On Tuesday, in international airspace over the South China Sea, two Chinese fighter jets flew dangerously close to a U.S. EP-3 Aries signals reconnaissance aircraft. Lt. Col. Michelle Baldanza, a spokesperson for the U.S. Department of Defense, confirmed on Wednesday to NBC News that “two tactical aircraft from the People’s Republic of China” had attempted a dangerous intercept against the U.S. patrol aircraft, coming with 50 feet.
The two aircraft were reportedly J-11 fighters, some of which have been stationed on Woody Island in the Paracel Islands since November 2015. The incident is being further investigated by U.S. Pacific Command.
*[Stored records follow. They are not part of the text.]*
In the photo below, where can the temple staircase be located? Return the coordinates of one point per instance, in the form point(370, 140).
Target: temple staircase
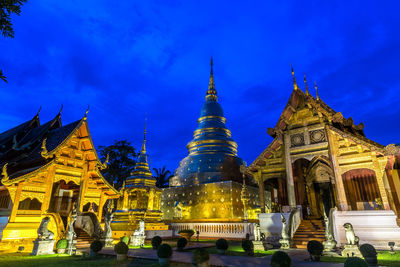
point(308, 230)
point(83, 240)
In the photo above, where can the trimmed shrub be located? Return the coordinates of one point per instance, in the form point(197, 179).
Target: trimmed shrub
point(156, 242)
point(200, 255)
point(186, 231)
point(125, 239)
point(368, 250)
point(247, 245)
point(280, 259)
point(62, 244)
point(222, 244)
point(355, 262)
point(121, 248)
point(181, 243)
point(369, 253)
point(96, 246)
point(164, 251)
point(315, 249)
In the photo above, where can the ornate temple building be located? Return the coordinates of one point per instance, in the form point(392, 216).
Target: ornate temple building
point(140, 200)
point(319, 159)
point(208, 183)
point(46, 168)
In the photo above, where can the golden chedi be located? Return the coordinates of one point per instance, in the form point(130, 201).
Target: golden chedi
point(140, 200)
point(207, 184)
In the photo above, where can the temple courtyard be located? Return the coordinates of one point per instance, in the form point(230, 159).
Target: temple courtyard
point(147, 257)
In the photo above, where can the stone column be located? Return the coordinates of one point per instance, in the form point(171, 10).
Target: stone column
point(262, 191)
point(333, 153)
point(289, 173)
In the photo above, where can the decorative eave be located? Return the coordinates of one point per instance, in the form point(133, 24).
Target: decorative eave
point(359, 139)
point(264, 155)
point(27, 175)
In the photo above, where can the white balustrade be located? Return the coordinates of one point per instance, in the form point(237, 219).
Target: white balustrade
point(225, 230)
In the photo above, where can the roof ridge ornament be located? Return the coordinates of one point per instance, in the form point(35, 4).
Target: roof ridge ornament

Contacts between Chinese and U.S. aerial assets in the South China Sea are common occurrences, with fixed procedures; this incident is notable precisely because the U.S. Defense Department is describing it as unsafe, suggesting that the Chinese pilots involved behaved unprofessionally.
Moreover, this isn’t the first unsafe intercept by Chinese fighters against U.S. surveillance aircraft. Similar incidents have taken place in August 2014 and September 2015, most recently. The August 2014 incident took place in international airspace off China’s Hainan Island, in the South China Sea, while the less serious September 2015 incident took place in airspace off the Shandong peninsula.
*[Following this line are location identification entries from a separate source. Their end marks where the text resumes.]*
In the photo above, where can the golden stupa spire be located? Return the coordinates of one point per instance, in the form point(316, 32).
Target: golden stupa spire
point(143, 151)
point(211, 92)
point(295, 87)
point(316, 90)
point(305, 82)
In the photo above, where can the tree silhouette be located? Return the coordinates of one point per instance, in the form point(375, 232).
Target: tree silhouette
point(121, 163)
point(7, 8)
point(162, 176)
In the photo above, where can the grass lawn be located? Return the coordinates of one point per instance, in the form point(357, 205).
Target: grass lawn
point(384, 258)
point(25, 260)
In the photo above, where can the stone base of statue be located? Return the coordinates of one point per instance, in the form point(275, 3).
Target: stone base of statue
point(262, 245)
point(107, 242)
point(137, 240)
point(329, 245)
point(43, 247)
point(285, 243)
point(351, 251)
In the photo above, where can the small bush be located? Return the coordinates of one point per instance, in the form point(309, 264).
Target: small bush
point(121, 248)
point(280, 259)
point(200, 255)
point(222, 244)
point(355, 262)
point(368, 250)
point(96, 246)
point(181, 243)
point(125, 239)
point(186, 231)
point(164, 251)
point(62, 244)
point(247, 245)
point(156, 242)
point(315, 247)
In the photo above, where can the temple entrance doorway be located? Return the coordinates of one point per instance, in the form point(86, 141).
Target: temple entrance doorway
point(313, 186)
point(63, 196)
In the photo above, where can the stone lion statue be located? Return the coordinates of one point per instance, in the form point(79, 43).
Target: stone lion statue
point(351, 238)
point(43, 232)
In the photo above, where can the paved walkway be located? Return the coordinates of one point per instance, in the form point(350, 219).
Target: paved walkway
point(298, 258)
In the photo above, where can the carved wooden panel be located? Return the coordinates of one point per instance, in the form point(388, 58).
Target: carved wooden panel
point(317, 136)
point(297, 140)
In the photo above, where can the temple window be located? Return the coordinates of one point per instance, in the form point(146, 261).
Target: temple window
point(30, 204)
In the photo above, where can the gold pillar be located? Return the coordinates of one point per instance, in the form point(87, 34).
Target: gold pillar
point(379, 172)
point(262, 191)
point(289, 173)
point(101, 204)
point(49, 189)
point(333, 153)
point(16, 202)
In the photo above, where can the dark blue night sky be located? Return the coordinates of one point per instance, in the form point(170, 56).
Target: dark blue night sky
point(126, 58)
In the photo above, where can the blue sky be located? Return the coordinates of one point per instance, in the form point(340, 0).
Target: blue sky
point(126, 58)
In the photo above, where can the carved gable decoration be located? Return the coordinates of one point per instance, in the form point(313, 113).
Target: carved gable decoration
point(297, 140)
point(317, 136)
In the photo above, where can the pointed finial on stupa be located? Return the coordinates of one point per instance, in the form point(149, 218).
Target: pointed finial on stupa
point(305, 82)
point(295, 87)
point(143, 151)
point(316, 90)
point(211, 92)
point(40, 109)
In 2001, a collision occurred between a U.S. EP-3 Aries and a Chinese fighter jet near Hainan Island. That incident resulted in the death of the Chinese pilot involved, damaged both aircraft, grounding the U.S. EP-3 on Hainan, and spiraled into a major diplomatic crisis.
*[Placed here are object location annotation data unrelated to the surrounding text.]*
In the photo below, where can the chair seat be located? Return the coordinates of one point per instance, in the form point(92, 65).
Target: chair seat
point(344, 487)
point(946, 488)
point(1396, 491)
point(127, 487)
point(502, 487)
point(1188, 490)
To prevent a repeat of the Hainan incident, as the 2001 episode came to be known, the United States and China, in November 2014, adopted a memorandum to regulate the “safety of air and maritime encounters” between their militaries. In September 2015, the two countries added a supplement to strengthen the provisions of the joint memorandum.
It may turn out that the behavior of the Chinese pilots in Tuesday’s incident violated the procedures set out in the memorandum, potentially setting back trust between the two countries. So far, the Pentagon has outlined the scope of the incident generally, without assigning culpability. Baldanza’s written statement reportedly noted that “Over the past year, DoD has seen improvements in PRC actions, flying in a safe and professional manner.”
In January 2015, the head of the U.S. and Chinese navies, Admiral John Richardson and Admiral Wu Shengli, had expressed their satisfaction with the multilateral Code for Unplanned Encounters at Sea (CUES), a “non-binding, voluntary agreement to follow certain set procedures for communicating with other military forces encountered at sea or in the air,” as my colleague Shannon Tiezzi had explained after CUES was adopted in April 2014, at the Western Pacific Naval Symposium, by the United States, China, and other regional states.
Indeed, despite increased tensions in the South China Sea between the United States and China amid increasingly regular FONOPs, military-to-military communications have generally been good and cordial. Tuesday’s unsafe intercept will cast a pall over that record, raising tensions between the two countries.
The incident comes days after the U.S. Navy’s most recent freedom of navigation operation (FONOP) in the South China Sea and the U.S. Department of Defense released its annual assessment of China’s military capabilities.
Though the report is an annual occurrence, the Chinese government reacted angrily, with the foreign ministry suggesting that the Pentagon had “deliberately distorted” facts and “severely damaged mutual trust between the two sides.”
The incident also comes as regional states and the United States eagerly await the decision of the Hague-based Permanent Court of Arbitration on the merits of the Philippines’ case against China over its maritime claims in the South China Sea.